Put a million vectors into 223 clusters and each cluster holds ~4,500 vectors. Probing 10 clusters at search time means scanning 4,500 × 10 = 45,000 vectors. Faster than brute force over a million, but far from the "check only 1% of the data" I'd expected.
nlist must be computed from the total data size, not the sample. Easy to lose sight of when sampling is involved.
Hell #4: Adding One at a Time Is Too Slow
After training, I was adding vectors to the IVF index one at a time. Each add acquired and released a write lock. A million lock/unlock cycles. Load speed tanked.

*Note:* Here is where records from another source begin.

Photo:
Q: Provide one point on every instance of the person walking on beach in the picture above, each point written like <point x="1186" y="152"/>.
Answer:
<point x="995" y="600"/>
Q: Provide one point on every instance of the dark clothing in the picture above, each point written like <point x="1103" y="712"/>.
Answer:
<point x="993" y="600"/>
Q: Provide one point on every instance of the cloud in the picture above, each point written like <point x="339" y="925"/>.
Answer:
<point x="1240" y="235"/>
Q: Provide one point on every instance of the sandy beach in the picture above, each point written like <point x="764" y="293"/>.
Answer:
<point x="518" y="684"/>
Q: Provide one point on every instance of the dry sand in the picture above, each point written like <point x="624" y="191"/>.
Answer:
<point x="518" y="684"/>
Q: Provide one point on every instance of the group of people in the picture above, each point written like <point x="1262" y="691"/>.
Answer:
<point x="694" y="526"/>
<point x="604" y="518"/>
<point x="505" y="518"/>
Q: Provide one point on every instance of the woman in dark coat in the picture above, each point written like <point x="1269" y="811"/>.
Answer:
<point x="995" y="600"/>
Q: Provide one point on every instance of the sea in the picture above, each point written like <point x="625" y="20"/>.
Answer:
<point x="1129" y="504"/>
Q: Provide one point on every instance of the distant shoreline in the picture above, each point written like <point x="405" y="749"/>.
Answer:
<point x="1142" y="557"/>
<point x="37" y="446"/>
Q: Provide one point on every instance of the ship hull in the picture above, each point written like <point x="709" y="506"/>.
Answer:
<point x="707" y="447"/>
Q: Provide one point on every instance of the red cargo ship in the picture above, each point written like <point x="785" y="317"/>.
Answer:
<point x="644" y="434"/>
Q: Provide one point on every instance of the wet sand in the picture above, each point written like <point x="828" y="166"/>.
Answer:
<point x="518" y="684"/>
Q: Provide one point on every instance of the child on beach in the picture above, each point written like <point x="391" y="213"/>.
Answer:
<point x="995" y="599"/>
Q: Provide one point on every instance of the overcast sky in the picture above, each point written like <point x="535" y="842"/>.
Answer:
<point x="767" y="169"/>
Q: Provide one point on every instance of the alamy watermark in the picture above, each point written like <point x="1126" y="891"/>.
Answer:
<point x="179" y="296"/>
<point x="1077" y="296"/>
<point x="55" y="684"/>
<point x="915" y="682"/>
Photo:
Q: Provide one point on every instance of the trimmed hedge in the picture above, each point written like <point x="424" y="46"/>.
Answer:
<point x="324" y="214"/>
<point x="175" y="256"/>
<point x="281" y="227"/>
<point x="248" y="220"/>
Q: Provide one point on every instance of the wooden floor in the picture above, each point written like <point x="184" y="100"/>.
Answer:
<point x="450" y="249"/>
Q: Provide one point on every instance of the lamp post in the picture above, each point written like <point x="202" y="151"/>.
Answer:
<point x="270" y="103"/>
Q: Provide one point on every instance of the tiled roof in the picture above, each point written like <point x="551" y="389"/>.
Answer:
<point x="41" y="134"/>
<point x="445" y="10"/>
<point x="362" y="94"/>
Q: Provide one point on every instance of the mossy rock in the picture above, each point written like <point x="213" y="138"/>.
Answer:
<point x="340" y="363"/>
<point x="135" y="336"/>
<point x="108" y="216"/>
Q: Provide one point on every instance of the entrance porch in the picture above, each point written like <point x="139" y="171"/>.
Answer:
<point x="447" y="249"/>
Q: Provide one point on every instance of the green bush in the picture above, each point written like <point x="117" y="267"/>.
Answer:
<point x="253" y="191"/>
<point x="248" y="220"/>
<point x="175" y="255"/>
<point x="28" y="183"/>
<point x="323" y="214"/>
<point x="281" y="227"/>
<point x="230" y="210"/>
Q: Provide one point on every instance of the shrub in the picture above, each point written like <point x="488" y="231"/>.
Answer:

On top of that, training was copying the full vector data. 10 million × 32 dimensions × 4 bytes = 1.2GB. Memory spiked and macOS silently killed the process.
PQ (Product Quantization) — Another answer to the memory problem
PQ (Product Quantization) is commonly paired with IVF. It compresses vectors into short codes, reducing memory usage by 10–100x. FAISS's IVF-PQ is the most widely used practical combination. nvecd didn't need it — 32 dimensions is low enough — but for 768+ dimensional vectors, it's worth considering.
Adopting the Two-Tier Structure
I went back to study how the production databases solve this. The common thread: separate the data structures for writes and reads.
nvecd adopted the Milvus-style two-tier approach.
Three key points.
- Writes always go to the buffer. Only a dedicated buffer lock is needed, so writes never interfere with IVF search or training
- Search hits both buffer and IVF, merging results. If the buffer is small, brute-force is fast enough
- Seal is asynchronous. Swap extracts the buffer contents (lock released immediately), then flows them into the IVF in the background. Writes and searches never stop
Result: 1 million vectors loaded in 28 seconds, 500 concurrent users at 100% success.
| Metric | Brute-force only | IVF two-tier |
|---|---|---|
| Load speed | 128K ops/sec | 35K ops/sec |
| 500 concurrent success | 100% | 100% |
| Search p50 | 0.18 ms | 19 ms (buffer included) |
The tens of thousands of vectors still in the buffer add brute-force overhead, pushing p50 to 19ms — slower than pure brute-force at 3.4ms. But once the seal catches up and the buffer empties, it's IVF-only. Searching just 10 clusters is fast.
What I Learned
Implementing it myself, one thing became clear: ANN algorithms are straightforward to write from a textbook. k-means, IVF — the core logic fits in 100 lines.
What's hard is embedding them in a concurrent system.
- Lock granularity
- When and on which thread to run training
- Consistency between buffer and index
- Memory limits
None of this is in the papers. All of it is unavoidable in production. The reason Milvus and Qdrant have large codebases isn't algorithmic complexity. It's the sheer volume of this integration work.
Close Enough
One thing I can say with certainty. "Approximate" is good enough more often than you'd think.
100% accurate nearest neighbors versus 99.5% precision approximate nearest neighbors. Users can't tell the difference. Clinging to brute-force perfection instead of returning close enough at speed is the wrong call in almost every case.
Wine taste, vector space distance — "close enough" is usually enough.